The PC semiconductor revenue decline that began in late 2000 will end in 2002, according to a new report issued by IDC. Although recovery will begin to show in the second half of 2002, the path will be bumpy.
IDC forecasts revenues in the total world-wide PC semiconductor market will rise from $36.3 billion in 2001 to $37.6 billion in 2002 – a modest rise of about 3.4%. The desktop PC semiconductor part of the market will rise from $28.1 billion to $29.1 billion, or by approximately 3.9%. Mobile PC semiconductor revenue will rise by approximately 1.6%, from $8.3 billion to $8.4 billion.
‘Through all of 2001, PC chip suppliers struggled with a collapse in demand, extended oversupply, and dramatic price wars. The result was a record 35.7% decline in total desktop and mobile PC semiconductor revenue,’ said Shane Rau, senior analyst for IDC’s Semiconductor: Desktop and Mobile PCs Research program.
‘While we predict that revenue will be slightly positive this year, the conditions that led to the decline persist in pockets around the industry and will depress overall revenue for at least the first half of this year.’
The return of notable revenue growth will not happen until 2003, when IDC predicts that total revenues will grow at healthy pace, driven by a strong PC replacement cycle. In the long run, however, growth will not surge like it did in 1999 and 2000. In fact, a return to the record revenue levels of 2000 is at least another 5 years off.

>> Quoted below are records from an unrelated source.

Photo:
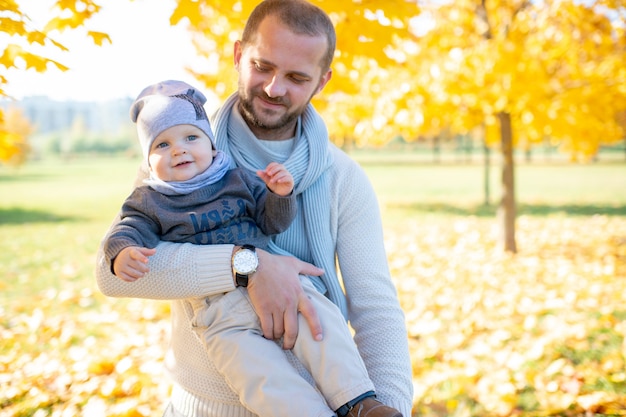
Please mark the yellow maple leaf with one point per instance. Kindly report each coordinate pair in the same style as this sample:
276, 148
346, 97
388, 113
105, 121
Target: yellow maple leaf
99, 37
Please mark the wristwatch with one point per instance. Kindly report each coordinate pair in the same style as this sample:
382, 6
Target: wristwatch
245, 262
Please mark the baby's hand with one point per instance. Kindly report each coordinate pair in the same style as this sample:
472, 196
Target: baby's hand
132, 263
277, 179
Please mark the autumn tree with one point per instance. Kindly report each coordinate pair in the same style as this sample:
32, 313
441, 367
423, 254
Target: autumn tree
21, 52
528, 71
366, 32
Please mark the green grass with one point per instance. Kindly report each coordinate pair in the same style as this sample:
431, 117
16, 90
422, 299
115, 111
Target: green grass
441, 248
54, 212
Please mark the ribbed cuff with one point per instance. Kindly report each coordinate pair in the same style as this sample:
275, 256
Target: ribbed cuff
215, 274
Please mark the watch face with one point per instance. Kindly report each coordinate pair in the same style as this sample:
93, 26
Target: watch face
245, 262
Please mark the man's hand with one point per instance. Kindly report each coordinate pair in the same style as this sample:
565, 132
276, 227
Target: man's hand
278, 297
132, 263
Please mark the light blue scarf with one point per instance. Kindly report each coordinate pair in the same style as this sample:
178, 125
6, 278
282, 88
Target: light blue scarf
308, 163
211, 175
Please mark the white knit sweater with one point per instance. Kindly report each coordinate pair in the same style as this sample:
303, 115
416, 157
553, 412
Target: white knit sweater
182, 271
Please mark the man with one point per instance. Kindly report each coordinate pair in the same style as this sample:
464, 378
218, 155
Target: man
283, 60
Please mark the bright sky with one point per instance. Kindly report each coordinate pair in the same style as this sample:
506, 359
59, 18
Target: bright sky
145, 49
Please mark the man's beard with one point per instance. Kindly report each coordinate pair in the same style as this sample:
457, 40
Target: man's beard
249, 114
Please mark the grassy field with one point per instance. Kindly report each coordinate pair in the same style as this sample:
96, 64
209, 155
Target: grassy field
537, 334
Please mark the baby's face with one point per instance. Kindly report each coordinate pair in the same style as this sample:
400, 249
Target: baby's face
180, 153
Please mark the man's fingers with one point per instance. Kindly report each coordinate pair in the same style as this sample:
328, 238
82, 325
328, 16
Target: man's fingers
279, 326
307, 309
267, 326
291, 329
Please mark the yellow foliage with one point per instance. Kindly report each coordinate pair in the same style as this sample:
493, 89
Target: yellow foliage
14, 131
556, 68
541, 333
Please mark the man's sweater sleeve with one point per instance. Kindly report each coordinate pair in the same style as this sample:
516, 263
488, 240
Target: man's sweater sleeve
373, 306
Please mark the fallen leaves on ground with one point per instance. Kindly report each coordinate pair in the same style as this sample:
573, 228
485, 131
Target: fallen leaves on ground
540, 333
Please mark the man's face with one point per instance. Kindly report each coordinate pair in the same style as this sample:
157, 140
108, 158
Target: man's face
279, 73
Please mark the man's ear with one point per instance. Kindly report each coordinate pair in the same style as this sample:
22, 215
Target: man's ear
324, 80
237, 52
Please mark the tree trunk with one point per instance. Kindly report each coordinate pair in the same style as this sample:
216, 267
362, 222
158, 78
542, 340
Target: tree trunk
506, 210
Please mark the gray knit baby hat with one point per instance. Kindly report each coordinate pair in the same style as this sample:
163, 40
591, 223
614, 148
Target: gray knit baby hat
166, 104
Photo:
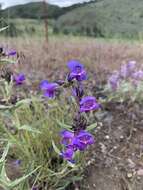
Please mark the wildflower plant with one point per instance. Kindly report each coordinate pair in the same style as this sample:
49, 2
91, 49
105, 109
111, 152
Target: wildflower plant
49, 132
126, 84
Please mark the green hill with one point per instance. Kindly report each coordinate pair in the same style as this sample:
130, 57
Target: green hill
32, 10
107, 18
35, 10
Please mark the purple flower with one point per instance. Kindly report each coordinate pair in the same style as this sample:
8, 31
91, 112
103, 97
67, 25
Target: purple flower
17, 162
78, 91
68, 154
34, 188
67, 137
44, 84
127, 69
75, 141
11, 53
88, 103
82, 140
48, 88
138, 75
114, 80
77, 71
19, 79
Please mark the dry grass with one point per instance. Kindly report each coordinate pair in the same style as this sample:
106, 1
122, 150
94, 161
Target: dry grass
41, 60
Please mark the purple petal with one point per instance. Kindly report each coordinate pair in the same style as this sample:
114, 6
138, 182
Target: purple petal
73, 64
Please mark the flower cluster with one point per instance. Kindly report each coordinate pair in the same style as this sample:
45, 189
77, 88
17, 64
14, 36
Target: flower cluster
74, 142
127, 73
78, 138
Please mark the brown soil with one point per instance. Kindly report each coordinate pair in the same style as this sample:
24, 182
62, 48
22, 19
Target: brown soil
117, 157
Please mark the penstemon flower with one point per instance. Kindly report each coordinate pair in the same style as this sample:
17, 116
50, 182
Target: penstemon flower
74, 142
78, 139
89, 103
77, 71
49, 89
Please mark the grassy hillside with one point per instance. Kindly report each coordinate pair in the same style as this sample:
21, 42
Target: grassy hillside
36, 10
122, 18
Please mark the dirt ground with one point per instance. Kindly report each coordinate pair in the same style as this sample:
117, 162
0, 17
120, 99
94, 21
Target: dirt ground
117, 157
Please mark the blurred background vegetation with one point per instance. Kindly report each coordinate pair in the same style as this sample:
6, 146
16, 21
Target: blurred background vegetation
97, 18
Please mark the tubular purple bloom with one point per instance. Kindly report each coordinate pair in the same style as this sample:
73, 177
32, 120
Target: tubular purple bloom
77, 71
11, 53
49, 88
68, 154
34, 188
17, 162
127, 69
131, 65
44, 84
138, 75
19, 79
67, 137
83, 139
114, 80
89, 103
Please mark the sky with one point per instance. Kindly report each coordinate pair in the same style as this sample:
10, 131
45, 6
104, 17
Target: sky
7, 3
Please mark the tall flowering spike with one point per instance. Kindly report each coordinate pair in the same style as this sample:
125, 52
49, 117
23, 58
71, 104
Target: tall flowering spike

In terms of semiconductor components, world-wide x86 desktop and mobile PC microprocessor revenue will set the tone of the year with modest growth of 3.8%, ending at $23.4 billion. PC DRAM revenues, disastrous in 2001, will grow by 15.9% to $5.7 billion. One notable area of growth will be in the revenues of core logic chipsets that integrate graphics controllers, growing by almost 36%, to nearly $2.4 billion.